Thursday, April 3, 2008
Leave it to a Man to be a Mom
Leaving all the philosophical, spiritual, and ethical discussions to much smarter people, I'd just like to say, DANGNABIT MAN!
You're messing with a mother's universal right to use the pain of childbirth as unlimited leverage over her husband and children. "I writhed in agony for 27 hours just to get you out of my body, the least you can do is keep your room clean."
The "Wow did you see how much pain I was in giving birth to YOUR child" guilt trip is an irreplaceable negotiation tool. Directly after giving birth I have been showered with precious gems and lavish vacations from the man whose maximum pain tolerance peaks at a paper cut.

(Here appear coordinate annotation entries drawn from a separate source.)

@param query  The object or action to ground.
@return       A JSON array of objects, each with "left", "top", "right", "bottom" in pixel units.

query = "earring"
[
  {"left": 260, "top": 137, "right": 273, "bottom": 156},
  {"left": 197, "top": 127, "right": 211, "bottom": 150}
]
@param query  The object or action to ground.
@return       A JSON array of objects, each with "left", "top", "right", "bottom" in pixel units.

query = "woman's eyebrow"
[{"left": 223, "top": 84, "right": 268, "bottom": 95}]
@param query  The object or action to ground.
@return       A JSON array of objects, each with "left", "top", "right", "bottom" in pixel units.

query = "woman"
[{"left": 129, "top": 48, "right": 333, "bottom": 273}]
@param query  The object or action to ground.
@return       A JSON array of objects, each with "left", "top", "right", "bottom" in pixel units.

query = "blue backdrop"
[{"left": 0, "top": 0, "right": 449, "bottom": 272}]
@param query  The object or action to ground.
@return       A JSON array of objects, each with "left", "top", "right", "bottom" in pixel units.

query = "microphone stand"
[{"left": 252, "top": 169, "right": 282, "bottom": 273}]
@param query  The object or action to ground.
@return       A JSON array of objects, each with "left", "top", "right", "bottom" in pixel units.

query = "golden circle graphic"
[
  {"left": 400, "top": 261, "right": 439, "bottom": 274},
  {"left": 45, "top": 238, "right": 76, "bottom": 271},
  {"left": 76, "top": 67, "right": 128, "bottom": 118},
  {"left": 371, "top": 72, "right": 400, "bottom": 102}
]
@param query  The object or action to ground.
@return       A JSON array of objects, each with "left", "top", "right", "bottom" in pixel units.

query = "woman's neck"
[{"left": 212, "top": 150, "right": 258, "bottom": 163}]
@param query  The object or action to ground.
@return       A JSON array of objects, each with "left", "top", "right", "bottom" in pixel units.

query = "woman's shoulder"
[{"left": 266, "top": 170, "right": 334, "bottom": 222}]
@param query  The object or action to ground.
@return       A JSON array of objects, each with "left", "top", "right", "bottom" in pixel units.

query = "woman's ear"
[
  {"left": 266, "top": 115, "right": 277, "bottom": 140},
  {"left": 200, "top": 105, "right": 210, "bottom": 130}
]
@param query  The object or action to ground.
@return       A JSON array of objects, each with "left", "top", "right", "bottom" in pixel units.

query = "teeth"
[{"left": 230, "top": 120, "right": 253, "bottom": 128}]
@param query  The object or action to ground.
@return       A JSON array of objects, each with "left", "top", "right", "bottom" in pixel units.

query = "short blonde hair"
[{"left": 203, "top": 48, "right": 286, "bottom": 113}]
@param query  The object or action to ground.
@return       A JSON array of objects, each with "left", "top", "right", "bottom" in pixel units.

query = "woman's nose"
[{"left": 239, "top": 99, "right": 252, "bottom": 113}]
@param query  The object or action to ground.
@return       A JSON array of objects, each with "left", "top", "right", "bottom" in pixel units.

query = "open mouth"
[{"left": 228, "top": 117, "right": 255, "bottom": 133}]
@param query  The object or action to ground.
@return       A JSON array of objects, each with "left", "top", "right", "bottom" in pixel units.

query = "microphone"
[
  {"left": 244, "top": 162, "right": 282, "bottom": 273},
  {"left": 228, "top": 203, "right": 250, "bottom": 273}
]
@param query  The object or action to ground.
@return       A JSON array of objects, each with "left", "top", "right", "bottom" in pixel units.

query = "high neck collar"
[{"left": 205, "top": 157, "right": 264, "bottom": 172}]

Let's face it. Pregnancy is still a shroud of mystery to most men. Until now. This is going to blow the secret of the sisterhood. Hormonal rants, crazy food cravings and squeezing out a human being are rewards to those of us who have to wear tampons and endure menopause.
For nine months, a pregnant woman is cared for, indulged, treated carefully, even placed on some sort of reproductive pedestal.
Bottom line: when she plays her cards right, a pregnant woman can be treated like the fertile, life-giving queen that she is.
Bottom most line:
It's bad enough when you're sick, I DON'T NEED YET ANOTHER REASON TO CATER TO A MAN!
**No, of course this story is an Internet hoax from www.malepregnancy.com. There is a transgender man who is allegedly pregnant, as revealed recently, on April Fool's Day, I believe. But if he started as a woman, changed to a man, but still kept the female reproductive organs, wouldn't that still qualify him to be a woman??
Anyway, it's crazy to think about. As far as I know, seahorses are the pregnant males I've seen.